Jüdisches Leben Festjahr als Zeichen gegen Antisemitismus
Berlin · Für 2021 sind unter dem Motto „321 – 1700 Jahre jüdisches Leben in Deutschland“ verschiedene Projekte in den meisten Gemeinden angedacht.
Wenn Abraham Lehrer mit jungen Juden spricht, hört er, dass es heute „zur Normalität“ gehöre, in den sozialen Netzwerken beleidigt und antisemitisch gemobbt zu werden. Der Vizepräsident des Zentralrates der Juden und Vorsitzende der jüdischen Gemeinde in Köln ist alarmiert. Es gebe einen „explodierenden Antisemitismus in Europa und auch bei uns in Deutschland“, meinte er am Dienstag in Berlin. Doch damit abfinden will Lehrer sich nicht. Speziell das kommende Jahr soll ein Jahr der Verständigung werden.
Der Anschlag von Halle im Oktober, die vergangenes Jahr veröffentlichte Studie des jüdischen Weltkongresses, wonach jeder vierte Deutsche auf die eine oder andere Weise antisemitisch denkt, die alltäglichen Anfeindungen – viele der rund 100 000 Gemeindemitglieder haben laut Lehrer Zweifel an einer Zukunft in Deutschland. „Es gibt keine Auswanderungswelle, dass jüdische Menschen aber ab und zu darüber nachdenken, ist klar.“ Allerdings seien in den vergangenen Jahren wohl nicht mehr Bürger zu Antisemiten geworden. „Aber es ist heute viel einfacher, die Grenze auszutesten, sie nur ganz leicht zu überschreiten. Die Menschen trauen sich mehr.“ Das Netz macht es möglich.

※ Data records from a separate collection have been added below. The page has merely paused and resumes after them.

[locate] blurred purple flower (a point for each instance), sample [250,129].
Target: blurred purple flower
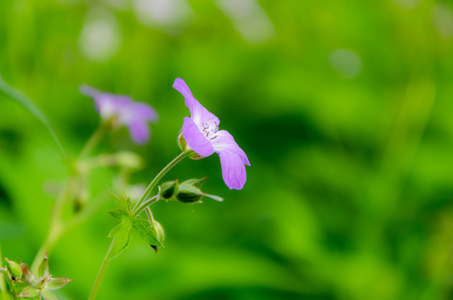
[202,135]
[122,109]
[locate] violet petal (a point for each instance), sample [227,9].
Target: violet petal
[195,138]
[225,141]
[139,131]
[233,170]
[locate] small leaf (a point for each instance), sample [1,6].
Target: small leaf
[13,267]
[146,231]
[168,189]
[48,295]
[27,274]
[43,267]
[121,238]
[119,214]
[29,292]
[56,283]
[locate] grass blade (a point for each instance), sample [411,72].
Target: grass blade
[20,97]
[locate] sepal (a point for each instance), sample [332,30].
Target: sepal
[43,269]
[28,292]
[13,268]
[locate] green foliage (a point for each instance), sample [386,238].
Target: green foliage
[146,231]
[121,235]
[350,191]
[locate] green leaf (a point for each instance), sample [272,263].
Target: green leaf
[26,102]
[56,283]
[27,274]
[119,214]
[13,267]
[29,292]
[145,229]
[120,201]
[121,235]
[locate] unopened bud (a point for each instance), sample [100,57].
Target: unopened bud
[186,148]
[13,268]
[43,267]
[188,193]
[160,234]
[168,189]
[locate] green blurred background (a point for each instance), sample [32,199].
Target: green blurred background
[343,107]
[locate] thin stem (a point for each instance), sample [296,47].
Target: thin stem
[156,180]
[33,108]
[101,273]
[149,213]
[2,281]
[144,205]
[94,139]
[56,226]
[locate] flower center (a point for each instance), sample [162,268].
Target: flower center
[209,129]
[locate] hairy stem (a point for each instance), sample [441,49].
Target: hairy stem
[144,205]
[100,275]
[156,179]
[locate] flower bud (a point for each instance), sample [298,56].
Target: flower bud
[160,234]
[188,193]
[186,148]
[167,190]
[13,268]
[43,267]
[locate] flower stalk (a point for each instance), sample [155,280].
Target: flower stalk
[156,179]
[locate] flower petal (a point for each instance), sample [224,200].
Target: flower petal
[195,138]
[233,170]
[198,113]
[224,141]
[137,111]
[139,131]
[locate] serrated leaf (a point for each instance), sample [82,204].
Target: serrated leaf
[119,214]
[121,235]
[146,231]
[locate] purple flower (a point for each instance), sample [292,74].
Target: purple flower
[201,133]
[122,110]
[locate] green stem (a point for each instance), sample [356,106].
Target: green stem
[94,139]
[2,281]
[55,227]
[145,204]
[33,108]
[156,180]
[101,273]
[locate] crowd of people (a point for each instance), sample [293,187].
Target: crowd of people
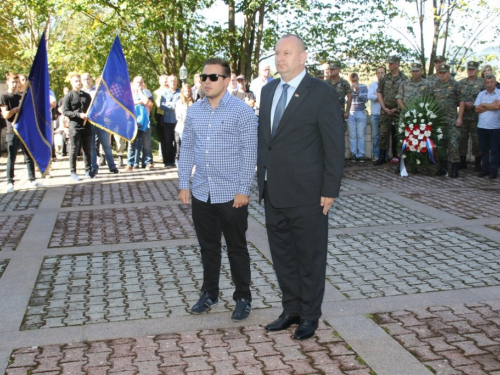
[471,107]
[167,105]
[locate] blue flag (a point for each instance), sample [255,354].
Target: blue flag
[34,123]
[113,106]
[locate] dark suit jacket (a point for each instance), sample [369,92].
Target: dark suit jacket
[305,159]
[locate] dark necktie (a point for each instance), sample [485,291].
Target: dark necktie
[280,108]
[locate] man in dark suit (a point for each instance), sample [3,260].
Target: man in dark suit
[300,165]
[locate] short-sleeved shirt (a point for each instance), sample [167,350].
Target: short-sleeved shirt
[488,119]
[469,91]
[389,87]
[342,87]
[447,95]
[410,90]
[10,101]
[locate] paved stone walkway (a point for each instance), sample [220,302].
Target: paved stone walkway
[98,277]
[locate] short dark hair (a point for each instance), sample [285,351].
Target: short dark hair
[10,76]
[221,62]
[301,41]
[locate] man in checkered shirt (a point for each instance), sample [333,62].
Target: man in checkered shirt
[220,139]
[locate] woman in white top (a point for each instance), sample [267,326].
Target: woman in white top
[184,102]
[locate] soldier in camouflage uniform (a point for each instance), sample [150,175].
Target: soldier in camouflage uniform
[387,90]
[438,62]
[413,88]
[470,87]
[447,93]
[343,87]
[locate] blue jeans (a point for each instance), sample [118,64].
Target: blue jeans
[489,143]
[103,137]
[356,123]
[375,119]
[141,141]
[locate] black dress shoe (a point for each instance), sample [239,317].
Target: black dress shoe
[283,322]
[306,329]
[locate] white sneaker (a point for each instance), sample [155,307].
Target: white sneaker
[36,184]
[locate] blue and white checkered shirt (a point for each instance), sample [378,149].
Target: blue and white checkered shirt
[222,143]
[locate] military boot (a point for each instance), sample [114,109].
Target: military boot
[477,164]
[463,163]
[382,159]
[443,168]
[454,169]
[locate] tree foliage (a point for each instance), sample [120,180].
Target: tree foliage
[159,36]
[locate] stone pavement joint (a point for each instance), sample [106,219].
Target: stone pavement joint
[135,284]
[21,200]
[12,229]
[122,225]
[455,339]
[408,262]
[218,351]
[468,204]
[128,192]
[3,265]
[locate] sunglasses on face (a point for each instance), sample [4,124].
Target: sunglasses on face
[211,77]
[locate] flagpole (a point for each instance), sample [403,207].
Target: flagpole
[99,82]
[26,87]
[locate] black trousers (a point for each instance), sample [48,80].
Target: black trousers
[161,137]
[80,137]
[210,221]
[298,238]
[13,144]
[170,143]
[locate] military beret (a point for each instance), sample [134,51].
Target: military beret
[394,59]
[444,68]
[472,65]
[416,67]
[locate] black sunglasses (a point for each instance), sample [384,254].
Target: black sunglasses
[211,77]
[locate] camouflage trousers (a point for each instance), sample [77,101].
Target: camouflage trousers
[385,128]
[452,149]
[469,128]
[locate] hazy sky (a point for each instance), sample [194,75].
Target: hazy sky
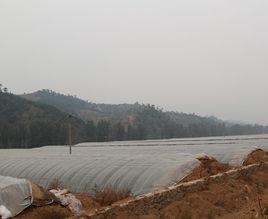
[209,57]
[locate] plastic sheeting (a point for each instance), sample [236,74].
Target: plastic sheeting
[15,195]
[141,166]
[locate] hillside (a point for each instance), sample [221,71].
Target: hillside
[28,124]
[139,121]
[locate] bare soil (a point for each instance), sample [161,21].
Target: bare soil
[209,167]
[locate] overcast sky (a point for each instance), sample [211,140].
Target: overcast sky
[208,57]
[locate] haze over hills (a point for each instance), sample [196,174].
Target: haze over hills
[42,118]
[25,123]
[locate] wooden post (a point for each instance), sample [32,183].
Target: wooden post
[70,138]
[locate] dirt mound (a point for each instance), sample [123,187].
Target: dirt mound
[54,211]
[255,157]
[88,202]
[208,167]
[244,197]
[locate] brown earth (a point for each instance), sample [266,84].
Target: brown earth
[208,167]
[245,198]
[256,156]
[53,211]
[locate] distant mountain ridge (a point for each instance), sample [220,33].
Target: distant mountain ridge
[44,118]
[147,121]
[24,123]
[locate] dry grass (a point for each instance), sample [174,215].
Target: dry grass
[55,184]
[110,195]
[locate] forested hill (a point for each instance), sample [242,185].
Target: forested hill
[27,124]
[138,121]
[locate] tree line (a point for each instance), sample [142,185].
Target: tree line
[25,124]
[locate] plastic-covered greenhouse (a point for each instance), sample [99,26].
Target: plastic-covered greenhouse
[141,166]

Die meisten der 105 jüdischen Gemeinden wollen deshalb ein Zeichen setzen – 2021 sollen die Türen geöffnet werden. Ein Festjahr ist geplant, um den kulturellen, wissenschaftlichen und religiösen Beitrag deutlich zu machen, „den jüdische Menschen für dieses Land geleistet haben“, so Lehrer.

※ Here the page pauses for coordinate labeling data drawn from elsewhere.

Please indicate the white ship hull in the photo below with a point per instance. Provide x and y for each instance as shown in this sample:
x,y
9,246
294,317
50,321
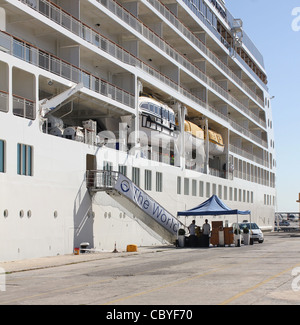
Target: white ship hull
x,y
46,208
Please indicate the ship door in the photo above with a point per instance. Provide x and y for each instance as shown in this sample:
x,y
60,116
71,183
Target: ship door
x,y
91,167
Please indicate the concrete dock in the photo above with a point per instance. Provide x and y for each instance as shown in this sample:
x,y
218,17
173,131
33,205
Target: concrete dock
x,y
261,274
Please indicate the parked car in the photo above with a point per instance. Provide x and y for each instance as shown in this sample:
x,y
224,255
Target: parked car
x,y
284,223
291,217
255,231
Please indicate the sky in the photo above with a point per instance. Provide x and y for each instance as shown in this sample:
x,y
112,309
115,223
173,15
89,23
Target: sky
x,y
275,31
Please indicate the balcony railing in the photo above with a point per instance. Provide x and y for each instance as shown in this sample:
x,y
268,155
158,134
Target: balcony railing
x,y
53,64
137,25
23,107
71,23
162,9
3,101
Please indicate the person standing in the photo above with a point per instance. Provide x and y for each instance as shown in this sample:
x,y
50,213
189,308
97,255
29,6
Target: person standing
x,y
206,233
192,230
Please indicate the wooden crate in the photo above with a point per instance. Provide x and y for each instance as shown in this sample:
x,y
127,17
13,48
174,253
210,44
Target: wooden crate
x,y
216,225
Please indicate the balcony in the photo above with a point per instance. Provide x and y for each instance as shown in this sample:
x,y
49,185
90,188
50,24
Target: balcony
x,y
53,64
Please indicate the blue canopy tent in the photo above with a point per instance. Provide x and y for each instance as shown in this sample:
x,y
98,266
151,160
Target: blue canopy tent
x,y
212,207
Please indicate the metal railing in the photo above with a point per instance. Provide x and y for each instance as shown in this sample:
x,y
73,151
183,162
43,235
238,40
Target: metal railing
x,y
53,64
142,29
3,101
162,9
101,180
24,107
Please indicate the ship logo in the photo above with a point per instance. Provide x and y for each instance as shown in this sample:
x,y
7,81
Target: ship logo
x,y
125,186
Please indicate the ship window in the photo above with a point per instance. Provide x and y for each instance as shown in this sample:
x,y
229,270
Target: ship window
x,y
201,188
194,187
178,185
123,170
186,186
2,156
25,159
148,180
159,182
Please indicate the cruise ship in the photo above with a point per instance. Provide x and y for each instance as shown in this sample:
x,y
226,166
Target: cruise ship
x,y
116,115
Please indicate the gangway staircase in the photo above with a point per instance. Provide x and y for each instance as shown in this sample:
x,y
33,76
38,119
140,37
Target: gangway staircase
x,y
135,200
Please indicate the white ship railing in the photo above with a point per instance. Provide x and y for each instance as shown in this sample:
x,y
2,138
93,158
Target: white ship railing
x,y
53,64
101,180
133,22
82,30
23,107
246,154
49,62
162,9
3,101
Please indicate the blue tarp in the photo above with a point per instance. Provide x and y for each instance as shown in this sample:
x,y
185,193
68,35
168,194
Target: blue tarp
x,y
212,207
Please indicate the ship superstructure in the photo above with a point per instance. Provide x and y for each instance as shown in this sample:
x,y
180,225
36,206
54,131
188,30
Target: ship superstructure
x,y
172,95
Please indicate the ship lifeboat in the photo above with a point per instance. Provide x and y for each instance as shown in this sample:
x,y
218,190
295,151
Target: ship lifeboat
x,y
157,120
194,136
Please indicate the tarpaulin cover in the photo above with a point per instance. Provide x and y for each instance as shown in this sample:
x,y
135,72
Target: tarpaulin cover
x,y
212,207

Kölner Gemeinde wohl die älteste in nördlich der Alpen
Hintergrund ist eine Anweisung des damaligen Kaisers Constantin aus dem Jahr 321, dass Juden zum Kölner Stadtrat zugelassen werden sollen. 1700 Jahre ist das dann her. Die dortige jüdische Gemeinde ist damit mutmaßlich die älteste in Europa nördlich der Alpen. „Wir wollen einen Aufstand gegen Antisemitismus organisieren“, so der Kuratoriumsvorsitzende des Vereins „321 – 1700 Jahre jüdisches Leben in Deutschland“, Jürgen Rüttgers (CDU). Gleichzeitig solle zusammen gefeiert und jüdisches Leben nähergebracht werden, erklärte der frühere Bundesminister und nordrhein-westfälische Ministerpräsiden.

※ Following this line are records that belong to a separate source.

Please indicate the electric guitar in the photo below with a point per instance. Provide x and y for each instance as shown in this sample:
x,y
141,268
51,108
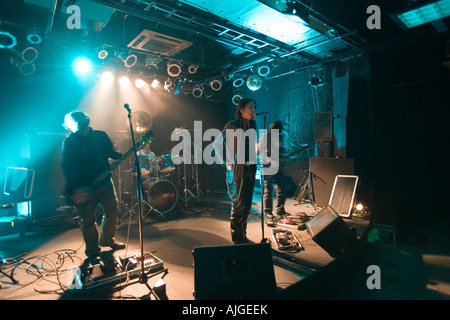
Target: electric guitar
x,y
281,160
83,196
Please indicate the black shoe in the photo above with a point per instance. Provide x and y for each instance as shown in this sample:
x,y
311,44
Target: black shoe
x,y
115,245
91,261
247,240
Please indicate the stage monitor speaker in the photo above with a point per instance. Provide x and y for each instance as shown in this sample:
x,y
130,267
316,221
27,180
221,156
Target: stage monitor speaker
x,y
323,174
324,128
234,272
343,195
330,231
19,182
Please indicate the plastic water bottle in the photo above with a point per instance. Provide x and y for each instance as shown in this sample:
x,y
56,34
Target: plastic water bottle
x,y
74,279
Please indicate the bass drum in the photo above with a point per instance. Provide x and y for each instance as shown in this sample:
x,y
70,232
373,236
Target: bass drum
x,y
162,195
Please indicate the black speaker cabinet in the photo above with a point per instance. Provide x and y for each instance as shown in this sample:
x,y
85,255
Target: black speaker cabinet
x,y
234,272
324,129
330,231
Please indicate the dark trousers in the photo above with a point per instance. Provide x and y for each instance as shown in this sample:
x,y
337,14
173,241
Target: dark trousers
x,y
108,200
271,183
241,193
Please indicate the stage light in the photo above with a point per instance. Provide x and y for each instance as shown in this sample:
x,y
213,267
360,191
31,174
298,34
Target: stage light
x,y
236,99
216,84
425,13
124,80
34,38
27,68
130,61
154,83
173,70
192,68
229,76
167,84
29,54
238,82
316,81
197,92
7,40
254,82
139,83
82,66
107,76
264,70
102,54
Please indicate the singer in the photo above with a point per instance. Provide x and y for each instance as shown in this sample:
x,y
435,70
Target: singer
x,y
85,155
240,176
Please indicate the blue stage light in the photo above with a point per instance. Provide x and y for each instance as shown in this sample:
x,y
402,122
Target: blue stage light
x,y
82,66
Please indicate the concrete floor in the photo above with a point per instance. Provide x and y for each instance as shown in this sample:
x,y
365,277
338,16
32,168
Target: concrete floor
x,y
408,270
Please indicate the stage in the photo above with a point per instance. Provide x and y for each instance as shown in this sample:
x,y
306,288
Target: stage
x,y
306,271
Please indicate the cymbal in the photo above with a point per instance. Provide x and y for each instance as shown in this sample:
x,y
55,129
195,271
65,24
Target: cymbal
x,y
141,121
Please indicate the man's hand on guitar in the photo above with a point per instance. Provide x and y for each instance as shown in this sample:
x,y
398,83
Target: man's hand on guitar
x,y
81,196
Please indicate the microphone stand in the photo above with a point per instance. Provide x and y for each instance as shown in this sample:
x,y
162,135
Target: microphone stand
x,y
143,277
263,239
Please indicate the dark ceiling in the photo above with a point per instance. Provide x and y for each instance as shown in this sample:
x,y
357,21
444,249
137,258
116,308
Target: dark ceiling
x,y
160,33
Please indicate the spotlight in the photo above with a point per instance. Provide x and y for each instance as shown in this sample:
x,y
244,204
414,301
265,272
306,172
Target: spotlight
x,y
34,38
154,83
173,70
263,70
236,99
130,61
82,66
192,68
107,76
124,80
27,68
102,54
254,82
216,85
29,54
7,40
167,84
139,83
316,81
238,82
197,92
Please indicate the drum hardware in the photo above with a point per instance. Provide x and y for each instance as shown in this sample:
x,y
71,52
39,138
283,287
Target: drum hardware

Man wisse, dass man an den schlimmen Zeiten des Holocaust nicht vorbeikomme. „Ich kann das nicht vergessen, wir wollen das nicht vergessen. Aber wir wollen die Blicke darüber hinaus werfen“, ergänzte Lehrer. Es sei wichtig, dass Juden nicht ausschließlich darüber definiert würden. Auch der Antisemitismusbeauftragte der Bundesregierung, Felix Klein, unterstrich, man solle Juden nicht nur als bedrohte Minderheit sehen, sondern als Teil der Gesellschaft. Zugleich regte Klein an, angesichts der Verrohung im Netz eine Verschärfung des Straftatbestands der Volksverhetzung ins Visier zu nehmen.
Die Vorbereitungen für das Festjahr laufen bereits auf Hochtouren. Damit möglichst viele Projekte und Veranstaltungen realisiert werden können, hat der Bundestag sechs Millionen Euro bewilligt. Auch Nordrhein-Westfalen beteiligt sich mit 600 000 Euro. Die Organisationen hoffen nun darauf, dass möglichst viele Bundesländer, Unternehmen, Verbände, Gewerkschaften und Kulturschaffende mitmachen. Unterstützt wird der Verein zur Ausrichtung der 1700-Jahr-Feierlichkeiten übrigens auch vom Zentralrat der Muslime.